Homily of 22 December, 2018: Gospel and Word Of The Day

Homily of 22 December, 2018: Gospel and Word Of The Day

READING OF THE DAY


1 SM 1:24-28

In those days,
Hannah brought Samuel with her,
along with a three-year-old bull,
an ephah of flour, and a skin of wine,
and presented him at the temple of the LORD in Shiloh.
After the boy’s father had sacrificed the young bull,
Hannah, his mother, approached Eli and said:
“Pardon, my lord!
As you live, my lord,
I am the woman who stood near you here, praying to the LORD.
I prayed for this child, and the LORD granted my request.
Now I, in turn, give him to the LORD;
as long as he lives, he shall be dedicated to the LORD.”
She left Samuel there.


GOSPEL OF THE DAY


LK 1:46-56

Mary said:

“My soul proclaims the greatness of the Lord;
my spirit rejoices in God my savior.
for he has looked upon his lowly servant.
From this day all generations will call me blessed:
the Almighty has done great things for me,
and holy is his Name.
He has mercy on those who fear him
in every generation.
He has shown the strength of his arm,
and has scattered the proud in their conceit.
He has cast down the mighty from their thrones
and has lifted up the lowly.
He has filled the hungry with good things,
and the rich he has sent away empty.
He has come to the help of his servant Israel
for he remembered his promise of mercy,
the promise he made to our fathers,
to Abraham and his children for ever.”

Mary remained with Elizabeth about three months
and then returned to her home.


WORDS OF THE HOLY FATHER

The Gospel passage (Lk 1:39-56) of today’s Feast of the Assumption of Mary into Heaven describes the encounter between Mary and her cousin Elizabeth, emphasizing that “Mary arose and went with haste into the hill country, to a city of Judah” (v. 39). In those days, Mary hastened to a small city in the vicinity of Jerusalem in order to meet Elizabeth. Today, however, we contemplate her on her journey toward the Heavenly Jerusalem, to encounter at last the face of the Father and to see once again the face of her Son Jesus. So often in her earthly life she had travelled mountainous areas, until the painful final phase of Calvary, associated with the Mystery of the Passion of Christ. Today, we see her arrive at God’s mountain, “clothed with the sun, with the moon under her feet, and on her head a crown of twelve stars” (Rev 12:1) — as the Book of Revelation reads — and we see her cross the threshold of the heavenly homeland.

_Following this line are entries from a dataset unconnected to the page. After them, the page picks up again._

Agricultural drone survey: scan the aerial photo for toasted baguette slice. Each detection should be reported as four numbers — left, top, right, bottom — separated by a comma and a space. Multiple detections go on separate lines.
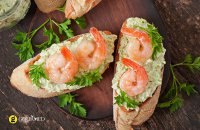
65, 0, 101, 19
10, 31, 117, 98
113, 17, 163, 130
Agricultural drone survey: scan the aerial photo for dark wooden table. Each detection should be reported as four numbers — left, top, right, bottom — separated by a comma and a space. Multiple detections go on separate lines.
0, 0, 200, 130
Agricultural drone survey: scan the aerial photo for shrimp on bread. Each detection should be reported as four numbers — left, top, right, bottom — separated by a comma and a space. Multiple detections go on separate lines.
112, 18, 165, 130
10, 27, 117, 98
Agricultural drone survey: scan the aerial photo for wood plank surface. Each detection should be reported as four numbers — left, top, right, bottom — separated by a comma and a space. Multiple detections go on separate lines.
0, 0, 200, 130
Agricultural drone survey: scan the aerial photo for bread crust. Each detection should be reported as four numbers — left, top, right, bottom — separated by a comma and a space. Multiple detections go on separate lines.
113, 21, 161, 130
10, 31, 111, 98
65, 0, 101, 19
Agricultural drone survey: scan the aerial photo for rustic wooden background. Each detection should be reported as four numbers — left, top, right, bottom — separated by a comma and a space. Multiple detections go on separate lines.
0, 0, 200, 130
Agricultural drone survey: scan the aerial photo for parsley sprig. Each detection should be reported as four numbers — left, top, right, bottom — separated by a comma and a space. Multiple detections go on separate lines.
29, 64, 48, 87
13, 17, 87, 61
58, 93, 86, 117
12, 20, 49, 61
158, 54, 200, 112
66, 69, 102, 86
115, 90, 140, 109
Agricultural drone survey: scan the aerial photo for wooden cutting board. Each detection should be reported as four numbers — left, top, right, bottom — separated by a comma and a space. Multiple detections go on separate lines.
27, 0, 170, 120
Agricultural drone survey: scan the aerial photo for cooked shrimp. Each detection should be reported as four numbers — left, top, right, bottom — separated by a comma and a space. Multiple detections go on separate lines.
76, 27, 106, 70
119, 58, 148, 97
121, 27, 153, 63
46, 47, 78, 83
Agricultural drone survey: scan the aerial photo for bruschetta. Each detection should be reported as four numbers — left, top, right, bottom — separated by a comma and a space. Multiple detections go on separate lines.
112, 17, 166, 130
10, 27, 117, 98
65, 0, 101, 19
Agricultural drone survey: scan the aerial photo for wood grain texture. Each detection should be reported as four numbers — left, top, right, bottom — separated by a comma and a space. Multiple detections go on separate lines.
0, 0, 200, 130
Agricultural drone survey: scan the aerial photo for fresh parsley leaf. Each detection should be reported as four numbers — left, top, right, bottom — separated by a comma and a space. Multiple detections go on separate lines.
66, 69, 102, 86
75, 16, 87, 29
36, 27, 60, 50
115, 91, 140, 109
158, 54, 200, 112
169, 96, 183, 112
58, 93, 86, 117
164, 86, 176, 99
172, 54, 200, 72
180, 83, 198, 96
29, 64, 48, 87
134, 23, 163, 60
12, 36, 34, 61
12, 20, 49, 61
57, 5, 65, 13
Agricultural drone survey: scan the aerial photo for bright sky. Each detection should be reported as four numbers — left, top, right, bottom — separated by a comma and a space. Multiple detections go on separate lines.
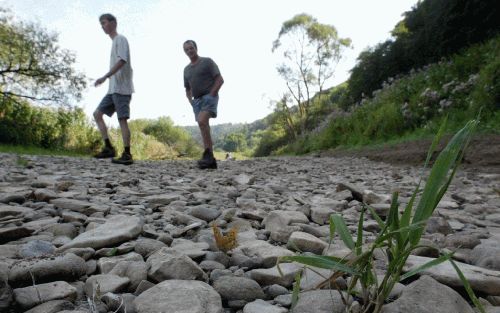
0, 0, 418, 126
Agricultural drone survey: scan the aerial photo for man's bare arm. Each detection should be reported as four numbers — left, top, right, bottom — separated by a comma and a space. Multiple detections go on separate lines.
186, 88, 193, 104
94, 60, 127, 87
210, 75, 224, 97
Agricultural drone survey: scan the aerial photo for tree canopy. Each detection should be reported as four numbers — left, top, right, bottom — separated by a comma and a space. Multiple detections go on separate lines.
0, 8, 87, 105
272, 13, 351, 133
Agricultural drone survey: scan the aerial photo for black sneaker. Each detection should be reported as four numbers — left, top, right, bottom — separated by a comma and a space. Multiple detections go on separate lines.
111, 152, 134, 165
198, 149, 217, 170
94, 147, 116, 159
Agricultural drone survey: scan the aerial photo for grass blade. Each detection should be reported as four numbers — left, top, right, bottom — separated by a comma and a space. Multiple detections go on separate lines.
450, 259, 486, 313
278, 255, 359, 275
356, 206, 365, 255
291, 271, 302, 310
366, 205, 385, 229
399, 253, 452, 281
329, 215, 335, 245
410, 120, 477, 245
331, 214, 355, 251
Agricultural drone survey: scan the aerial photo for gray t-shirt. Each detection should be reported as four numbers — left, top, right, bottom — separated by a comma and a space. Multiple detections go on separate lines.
184, 57, 220, 98
108, 34, 134, 95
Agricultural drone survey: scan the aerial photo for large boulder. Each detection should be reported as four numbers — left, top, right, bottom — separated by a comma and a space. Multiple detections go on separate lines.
134, 280, 223, 313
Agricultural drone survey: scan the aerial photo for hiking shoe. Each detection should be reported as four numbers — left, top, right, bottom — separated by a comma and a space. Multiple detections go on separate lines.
111, 152, 134, 165
94, 147, 116, 159
198, 149, 217, 170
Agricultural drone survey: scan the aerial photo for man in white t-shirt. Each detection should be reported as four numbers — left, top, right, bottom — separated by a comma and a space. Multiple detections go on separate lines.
94, 13, 134, 165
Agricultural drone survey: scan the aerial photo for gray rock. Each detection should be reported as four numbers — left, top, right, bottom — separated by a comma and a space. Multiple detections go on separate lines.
50, 198, 109, 216
286, 232, 328, 254
404, 255, 500, 296
425, 216, 453, 235
233, 240, 294, 267
97, 252, 144, 274
84, 274, 130, 298
109, 261, 148, 292
248, 263, 302, 288
46, 223, 78, 239
59, 215, 143, 251
200, 260, 226, 271
293, 290, 345, 313
264, 284, 288, 299
9, 253, 85, 286
213, 276, 265, 301
14, 281, 76, 310
444, 233, 481, 249
144, 194, 181, 205
18, 240, 56, 258
33, 189, 57, 202
382, 276, 474, 313
262, 210, 309, 232
170, 238, 210, 259
134, 280, 155, 296
24, 300, 75, 313
190, 206, 221, 222
470, 243, 500, 271
0, 226, 34, 244
61, 210, 88, 224
134, 238, 167, 257
147, 248, 207, 282
102, 293, 137, 313
243, 299, 288, 313
64, 248, 95, 261
134, 280, 222, 313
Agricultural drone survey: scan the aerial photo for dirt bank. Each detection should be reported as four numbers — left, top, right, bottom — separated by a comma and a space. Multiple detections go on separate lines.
321, 134, 500, 173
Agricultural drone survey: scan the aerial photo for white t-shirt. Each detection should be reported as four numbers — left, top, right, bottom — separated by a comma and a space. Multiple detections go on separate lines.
108, 34, 134, 95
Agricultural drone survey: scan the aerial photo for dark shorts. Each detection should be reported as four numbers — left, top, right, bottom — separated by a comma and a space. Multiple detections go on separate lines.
191, 94, 219, 121
97, 93, 132, 120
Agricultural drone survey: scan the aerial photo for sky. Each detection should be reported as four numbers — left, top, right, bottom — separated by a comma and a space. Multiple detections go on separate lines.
0, 0, 418, 126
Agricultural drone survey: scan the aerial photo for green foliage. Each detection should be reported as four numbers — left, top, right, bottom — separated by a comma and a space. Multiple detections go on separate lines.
0, 8, 87, 105
109, 117, 202, 160
273, 13, 351, 134
280, 37, 500, 154
279, 120, 485, 313
0, 97, 100, 152
140, 117, 201, 157
343, 0, 500, 107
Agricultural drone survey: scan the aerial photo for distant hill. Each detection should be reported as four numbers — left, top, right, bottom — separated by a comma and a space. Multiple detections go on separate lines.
183, 119, 267, 149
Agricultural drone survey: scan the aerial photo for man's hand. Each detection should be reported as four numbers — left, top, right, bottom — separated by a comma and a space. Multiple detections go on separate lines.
94, 76, 108, 87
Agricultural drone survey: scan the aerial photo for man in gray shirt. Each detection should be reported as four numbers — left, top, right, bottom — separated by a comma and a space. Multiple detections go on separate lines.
94, 13, 134, 165
183, 40, 224, 169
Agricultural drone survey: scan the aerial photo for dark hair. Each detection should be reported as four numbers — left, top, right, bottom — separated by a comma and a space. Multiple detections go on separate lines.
99, 13, 116, 22
183, 39, 198, 49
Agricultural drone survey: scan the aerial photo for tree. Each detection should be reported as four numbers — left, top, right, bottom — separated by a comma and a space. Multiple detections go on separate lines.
272, 13, 351, 132
0, 8, 87, 109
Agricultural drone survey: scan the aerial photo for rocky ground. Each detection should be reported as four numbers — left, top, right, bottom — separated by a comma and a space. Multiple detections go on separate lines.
0, 154, 500, 313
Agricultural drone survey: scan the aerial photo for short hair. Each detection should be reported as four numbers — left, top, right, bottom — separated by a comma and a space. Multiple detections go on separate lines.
99, 13, 116, 23
183, 39, 198, 49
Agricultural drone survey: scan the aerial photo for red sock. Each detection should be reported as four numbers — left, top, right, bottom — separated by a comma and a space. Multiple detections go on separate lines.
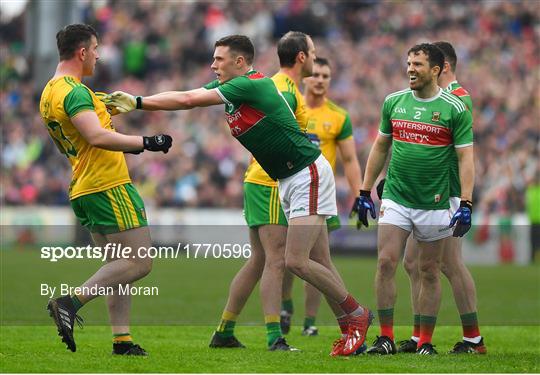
337, 315, 349, 335
413, 314, 420, 337
377, 308, 394, 341
416, 315, 437, 348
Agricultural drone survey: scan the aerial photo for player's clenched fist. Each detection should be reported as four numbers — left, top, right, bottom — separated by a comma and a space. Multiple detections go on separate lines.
101, 91, 140, 113
349, 190, 375, 229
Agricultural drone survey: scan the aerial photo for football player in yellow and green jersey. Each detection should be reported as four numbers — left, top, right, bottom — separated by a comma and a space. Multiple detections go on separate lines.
282, 57, 362, 336
43, 24, 172, 356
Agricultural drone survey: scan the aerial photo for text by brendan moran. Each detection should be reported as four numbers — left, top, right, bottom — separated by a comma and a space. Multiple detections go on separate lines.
40, 284, 159, 298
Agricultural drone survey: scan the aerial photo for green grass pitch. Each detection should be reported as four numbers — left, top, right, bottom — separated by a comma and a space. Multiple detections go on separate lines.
0, 250, 540, 373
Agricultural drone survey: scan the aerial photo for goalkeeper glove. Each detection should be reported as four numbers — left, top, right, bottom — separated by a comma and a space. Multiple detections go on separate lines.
377, 178, 386, 200
349, 190, 376, 229
449, 200, 472, 237
126, 134, 172, 155
101, 91, 142, 113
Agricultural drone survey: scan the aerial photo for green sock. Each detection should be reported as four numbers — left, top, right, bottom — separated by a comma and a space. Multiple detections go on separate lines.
71, 294, 84, 312
266, 322, 281, 346
281, 299, 294, 314
304, 316, 316, 329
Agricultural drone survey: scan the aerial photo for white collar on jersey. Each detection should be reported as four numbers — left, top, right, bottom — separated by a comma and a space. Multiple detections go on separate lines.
412, 87, 443, 102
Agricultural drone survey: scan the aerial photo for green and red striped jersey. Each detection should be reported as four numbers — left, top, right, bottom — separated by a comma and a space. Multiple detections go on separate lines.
204, 70, 321, 180
379, 89, 473, 210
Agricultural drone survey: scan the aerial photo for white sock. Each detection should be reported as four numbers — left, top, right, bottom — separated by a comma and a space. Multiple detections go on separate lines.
463, 336, 482, 344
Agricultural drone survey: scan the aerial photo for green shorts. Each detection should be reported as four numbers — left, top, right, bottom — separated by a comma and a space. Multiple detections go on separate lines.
244, 182, 287, 228
71, 184, 148, 234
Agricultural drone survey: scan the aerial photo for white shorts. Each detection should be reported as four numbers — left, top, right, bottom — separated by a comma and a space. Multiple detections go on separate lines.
379, 199, 459, 242
278, 154, 337, 220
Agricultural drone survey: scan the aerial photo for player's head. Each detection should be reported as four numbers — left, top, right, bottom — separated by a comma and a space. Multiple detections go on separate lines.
407, 43, 444, 90
433, 41, 457, 74
304, 57, 332, 96
56, 24, 99, 76
278, 31, 315, 77
210, 35, 255, 83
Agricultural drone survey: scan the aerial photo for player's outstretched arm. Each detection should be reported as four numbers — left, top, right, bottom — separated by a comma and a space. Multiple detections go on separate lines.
71, 111, 172, 154
103, 88, 223, 113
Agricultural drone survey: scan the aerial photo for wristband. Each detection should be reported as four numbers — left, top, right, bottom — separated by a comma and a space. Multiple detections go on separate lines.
360, 189, 371, 198
459, 200, 472, 211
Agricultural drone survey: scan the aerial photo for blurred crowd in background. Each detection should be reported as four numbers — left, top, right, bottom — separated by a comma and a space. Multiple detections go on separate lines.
0, 0, 540, 217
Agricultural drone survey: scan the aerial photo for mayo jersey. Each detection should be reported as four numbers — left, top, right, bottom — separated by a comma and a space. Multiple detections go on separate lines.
379, 89, 473, 210
39, 76, 131, 200
307, 99, 352, 172
244, 72, 307, 186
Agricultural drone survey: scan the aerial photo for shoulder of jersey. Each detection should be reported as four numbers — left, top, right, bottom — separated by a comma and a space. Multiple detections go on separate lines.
384, 88, 412, 102
326, 99, 347, 116
440, 90, 467, 113
450, 86, 471, 96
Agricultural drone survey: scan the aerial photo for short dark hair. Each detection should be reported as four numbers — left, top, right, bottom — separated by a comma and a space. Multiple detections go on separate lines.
214, 35, 255, 65
313, 57, 330, 67
278, 31, 309, 68
56, 24, 98, 60
433, 41, 457, 72
407, 43, 444, 76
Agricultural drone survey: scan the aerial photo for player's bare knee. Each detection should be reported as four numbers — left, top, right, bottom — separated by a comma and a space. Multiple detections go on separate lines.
419, 261, 441, 281
403, 256, 418, 277
377, 256, 398, 277
285, 257, 308, 276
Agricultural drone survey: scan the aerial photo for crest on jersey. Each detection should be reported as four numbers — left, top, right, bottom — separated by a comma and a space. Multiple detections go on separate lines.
323, 121, 332, 132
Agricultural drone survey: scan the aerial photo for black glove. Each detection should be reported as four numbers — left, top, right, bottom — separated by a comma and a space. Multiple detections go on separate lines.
143, 134, 172, 154
377, 178, 386, 199
449, 201, 472, 237
349, 190, 376, 229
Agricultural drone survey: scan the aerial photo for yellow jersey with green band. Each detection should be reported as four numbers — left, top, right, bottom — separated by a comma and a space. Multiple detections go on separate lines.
244, 72, 307, 186
39, 75, 131, 200
307, 99, 352, 172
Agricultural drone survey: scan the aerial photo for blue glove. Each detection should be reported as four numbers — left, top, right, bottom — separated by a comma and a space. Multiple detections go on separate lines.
349, 190, 376, 229
449, 201, 472, 237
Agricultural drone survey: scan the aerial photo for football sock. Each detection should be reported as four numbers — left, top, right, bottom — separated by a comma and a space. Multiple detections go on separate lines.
304, 316, 315, 329
460, 312, 480, 344
377, 307, 394, 341
264, 315, 281, 346
71, 294, 84, 312
337, 315, 349, 338
339, 294, 364, 316
281, 299, 294, 315
412, 314, 420, 342
216, 310, 238, 337
113, 332, 133, 344
417, 315, 437, 348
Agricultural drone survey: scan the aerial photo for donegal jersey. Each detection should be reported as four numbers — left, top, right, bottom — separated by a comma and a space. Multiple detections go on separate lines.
244, 72, 307, 186
39, 76, 131, 200
379, 89, 473, 210
445, 81, 472, 197
307, 99, 352, 172
205, 70, 321, 180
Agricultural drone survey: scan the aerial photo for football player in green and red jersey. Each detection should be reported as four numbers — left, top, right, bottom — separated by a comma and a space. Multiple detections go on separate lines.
104, 35, 372, 355
353, 43, 474, 354
398, 42, 487, 354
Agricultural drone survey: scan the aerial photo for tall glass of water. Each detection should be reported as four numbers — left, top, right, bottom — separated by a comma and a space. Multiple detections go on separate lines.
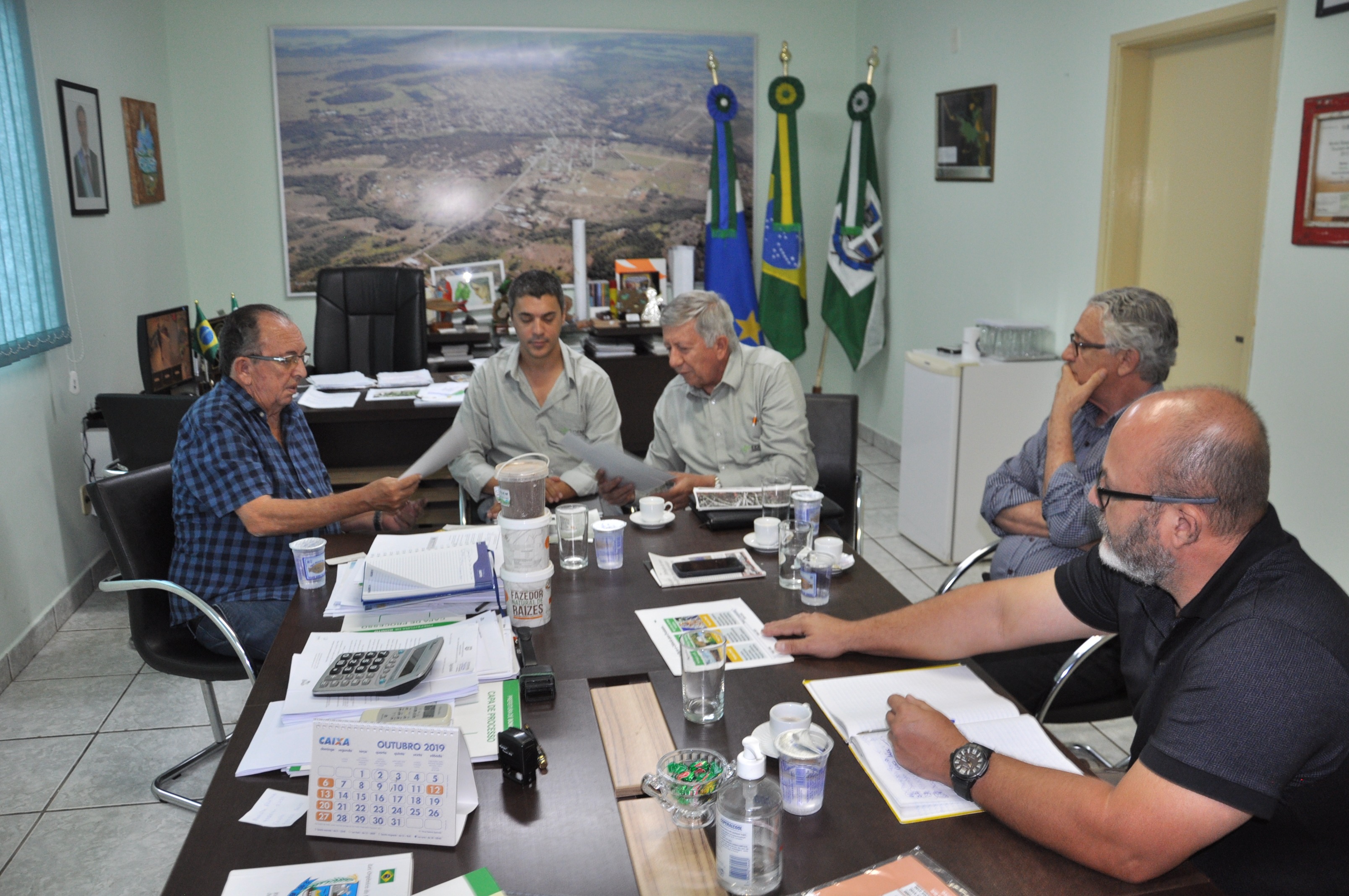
553, 505, 589, 570
762, 477, 792, 519
679, 631, 726, 724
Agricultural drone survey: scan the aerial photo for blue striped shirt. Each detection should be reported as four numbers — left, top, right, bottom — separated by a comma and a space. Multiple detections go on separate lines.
169, 379, 339, 625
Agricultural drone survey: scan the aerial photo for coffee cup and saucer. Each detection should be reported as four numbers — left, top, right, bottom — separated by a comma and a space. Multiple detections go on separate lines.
627, 497, 674, 529
753, 703, 827, 760
745, 517, 780, 553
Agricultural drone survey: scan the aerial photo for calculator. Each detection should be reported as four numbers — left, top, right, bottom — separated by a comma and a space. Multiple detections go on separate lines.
313, 638, 445, 696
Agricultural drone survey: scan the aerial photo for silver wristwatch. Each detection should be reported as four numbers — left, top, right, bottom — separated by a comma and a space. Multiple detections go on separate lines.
951, 743, 993, 802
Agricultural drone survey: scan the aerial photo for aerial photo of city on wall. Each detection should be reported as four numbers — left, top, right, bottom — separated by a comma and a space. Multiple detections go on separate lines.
273, 29, 754, 293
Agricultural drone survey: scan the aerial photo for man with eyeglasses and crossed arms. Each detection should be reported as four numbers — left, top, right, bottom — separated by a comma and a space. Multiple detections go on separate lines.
763, 387, 1349, 896
975, 286, 1178, 713
169, 305, 425, 665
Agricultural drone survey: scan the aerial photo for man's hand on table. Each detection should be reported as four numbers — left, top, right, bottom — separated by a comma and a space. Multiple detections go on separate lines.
885, 693, 969, 785
763, 612, 854, 660
595, 469, 637, 508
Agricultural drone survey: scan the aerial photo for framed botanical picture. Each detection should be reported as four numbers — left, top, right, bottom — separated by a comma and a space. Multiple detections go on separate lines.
121, 97, 164, 205
429, 258, 506, 312
1292, 93, 1349, 245
936, 83, 998, 181
57, 81, 108, 214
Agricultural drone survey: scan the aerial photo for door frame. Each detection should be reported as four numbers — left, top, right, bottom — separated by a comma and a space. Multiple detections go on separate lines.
1097, 0, 1287, 386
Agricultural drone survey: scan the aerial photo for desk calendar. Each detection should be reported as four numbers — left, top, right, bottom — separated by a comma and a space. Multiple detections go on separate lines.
305, 719, 477, 846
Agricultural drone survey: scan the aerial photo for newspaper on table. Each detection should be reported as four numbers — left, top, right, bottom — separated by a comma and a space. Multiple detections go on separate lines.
635, 598, 792, 675
561, 432, 673, 497
646, 548, 765, 589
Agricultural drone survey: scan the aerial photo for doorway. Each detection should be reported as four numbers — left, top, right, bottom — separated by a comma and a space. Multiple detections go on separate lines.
1097, 0, 1283, 393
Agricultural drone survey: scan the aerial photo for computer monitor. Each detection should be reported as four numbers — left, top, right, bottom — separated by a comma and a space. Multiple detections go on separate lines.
136, 305, 193, 393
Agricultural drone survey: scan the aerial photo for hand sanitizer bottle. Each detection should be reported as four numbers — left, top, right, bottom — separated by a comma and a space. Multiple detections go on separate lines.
716, 737, 782, 896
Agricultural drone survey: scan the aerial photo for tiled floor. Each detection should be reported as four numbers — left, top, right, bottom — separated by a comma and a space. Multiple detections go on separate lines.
0, 443, 1133, 896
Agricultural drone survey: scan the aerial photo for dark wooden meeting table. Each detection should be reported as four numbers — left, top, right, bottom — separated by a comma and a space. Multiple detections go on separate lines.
163, 513, 1218, 896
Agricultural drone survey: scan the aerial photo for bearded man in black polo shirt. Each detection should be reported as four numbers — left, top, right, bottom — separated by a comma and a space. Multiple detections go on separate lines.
765, 388, 1349, 896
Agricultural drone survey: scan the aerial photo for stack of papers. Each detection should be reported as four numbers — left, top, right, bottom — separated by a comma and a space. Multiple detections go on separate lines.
805, 665, 1082, 825
309, 370, 375, 388
586, 336, 637, 357
379, 367, 432, 388
299, 386, 360, 409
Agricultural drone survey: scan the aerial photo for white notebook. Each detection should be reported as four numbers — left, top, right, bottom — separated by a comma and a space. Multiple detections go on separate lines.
805, 665, 1082, 825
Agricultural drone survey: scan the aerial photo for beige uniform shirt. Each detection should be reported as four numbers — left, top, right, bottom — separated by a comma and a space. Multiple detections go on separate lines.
646, 346, 819, 486
449, 344, 622, 499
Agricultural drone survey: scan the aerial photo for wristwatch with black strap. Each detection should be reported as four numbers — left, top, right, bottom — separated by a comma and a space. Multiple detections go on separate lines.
951, 743, 993, 802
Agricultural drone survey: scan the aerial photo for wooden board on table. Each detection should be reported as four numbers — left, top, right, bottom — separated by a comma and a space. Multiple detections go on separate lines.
591, 682, 674, 797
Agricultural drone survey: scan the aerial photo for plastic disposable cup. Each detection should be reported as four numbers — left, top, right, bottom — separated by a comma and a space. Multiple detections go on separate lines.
553, 505, 589, 570
777, 727, 833, 815
499, 563, 553, 629
290, 539, 328, 590
496, 514, 553, 572
595, 519, 627, 570
792, 489, 824, 534
801, 550, 833, 607
679, 631, 726, 724
496, 455, 548, 519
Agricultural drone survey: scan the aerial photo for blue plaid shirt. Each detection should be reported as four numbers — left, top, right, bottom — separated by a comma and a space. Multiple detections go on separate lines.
979, 383, 1161, 579
169, 379, 339, 625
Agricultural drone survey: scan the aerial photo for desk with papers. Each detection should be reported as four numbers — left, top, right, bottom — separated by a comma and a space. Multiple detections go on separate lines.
164, 513, 1217, 896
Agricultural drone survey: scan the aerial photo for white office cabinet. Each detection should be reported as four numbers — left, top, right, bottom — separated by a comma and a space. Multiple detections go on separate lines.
898, 351, 1062, 563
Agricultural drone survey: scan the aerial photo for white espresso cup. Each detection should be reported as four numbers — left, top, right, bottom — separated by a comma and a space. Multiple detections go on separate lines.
754, 517, 781, 548
815, 536, 843, 567
637, 497, 674, 524
768, 703, 811, 743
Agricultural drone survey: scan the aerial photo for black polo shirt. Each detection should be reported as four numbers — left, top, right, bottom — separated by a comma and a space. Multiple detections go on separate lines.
1054, 506, 1349, 896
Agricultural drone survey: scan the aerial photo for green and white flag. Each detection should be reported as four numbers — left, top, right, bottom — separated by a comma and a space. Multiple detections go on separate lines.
820, 83, 885, 370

She was the first to believe in the Son of God, and is the first to be assumed into heaven in body and soul. She was the first to gather Jesus in her arms when he was still a boy, and is the first to be gathered in his arms to be introduced into the eternal Kingdom of the Father. Mary, a humble and simple maiden from an isolated village on the edge of the Roman Empire, precisely because she received and lived the Gospel, is allowed by God to be beside the Son’s throne for eternity. This is how the Lord puts down the mighty from their thrones and exalts those of low degree (cf. Lk 1:52).

The Assumption of Mary is a great mystery which regards each one of us, it regards our future. Mary, in fact, precedes us on the path walked upon by those who, through their Baptism, have bound their life to Jesus, as Mary bound her own life to Him. Today’s feast makes us look to heaven, foretells the “new heaven and new earth”, with the Risen Christ’s victory over death and the definitive defeat of evil. Therefore, the exultation of the humble maiden of Galilee, expressed in the Canticle of the Magnificat, becomes the song of all humanity, which sees with satisfaction the Lord stoop over all men and all women, humble creatures, and assume them with him into heaven.

The Lord stoops over the humble, to raise them up, as the Canticle of the Magnificat proclaims. This hymn of Mary also leads us to think of the many current painful situations, in particular of women overwhelmed by the burden of life and by the tragedy of violence, of women enslaved by the oppression of the powerful, of children forced into inhuman labour, of women obliged to surrender in body and in spirit to the greed of men. May they begin as soon as possible a life of peace, of justice, of love, awaiting the day in which they will finally feel they are held by hands which do not humiliate them, but which lift them tenderly and lead them on the path of life, to heaven. May Mary, a maiden, a woman who suffered a great deal in her life, make us think of these women who suffer so much. Let us ask the Lord that He himself may take them by the hand and lead them on the path of life, freeing them from these forms of slavery.

Now let us turn trustingly to Mary, gentle sweet Queen of Heaven, and ask her: “Give us days of peace, watch over our journey, let us see your Son, filled with the joy of Heaven” (Hymn of Second Vespers).